Statistically speaking, Cook isn’t far off the pace of a Sanders-like season. If he keeps up his current rate, Cook would run 300 times for 1,696 yards (5.7 yards per carry) and score 24 touchdowns. Sanders’s average season was 320 carries for 1,597 yards and 10 touchdowns -- though in his best four-year stretch, Barry averaged nearly 1,800 yards per year.
The Vikings might not want Cook running that much.
“We try to spot him throughout the course of the ball game. I think [Alexander] Mattison had seven carries last week or something like that,” Zimmer said. “But when it gets to the end of the ball game, we’ve got to get Dalvin in there.
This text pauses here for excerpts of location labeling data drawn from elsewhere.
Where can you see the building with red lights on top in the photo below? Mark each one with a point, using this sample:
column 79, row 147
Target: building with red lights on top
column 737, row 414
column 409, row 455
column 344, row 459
When the game’s on the line, we’ve got to get him in there because he’s so [multi]-dimensional.”
In the coming weeks the Vikings will need all of Cook’s dimensions to get back in the race. Despite his rushing success, he only has 40 yards receiving. Last year he caught 53 passes at 9.8 yards per reception and made up 14.4% of Cousins’s total passing yards. This year he’s been responsible for just 4.5% of Cousins’s yards.
It’s clear that in any era a running back can’t do it on the ground alone. Those 1990s Detroit Lions teams tell us that even the GOAT running back can’t carry a team. Sanders only played in six playoff games during his 10-year career. Detroit lost in the first round the year he cleared 2,000 yards.
The 4-0 Seattle Seahawks are next on the Vikings’ schedule. Since they have scored the second most points in the NFL, it’s likely to take more than just Cook breaking tackles to compete with them. The Vikings will need to carry over their passing game, which has averaged 10.4 yards per attempt the last two weeks and continue some of the things they did early in the game against Houston in which they kept DeShaun Watson to only six first-half completions.
“Hopefully we can continue to stay healthy, we can keep getting better with the young players that we have, they can understand schemes and understand game situations,” Zimmer said.
Of course, it helps the Vikings’ odds to have Sanders -- er -- Cook in the backfield controlling the game.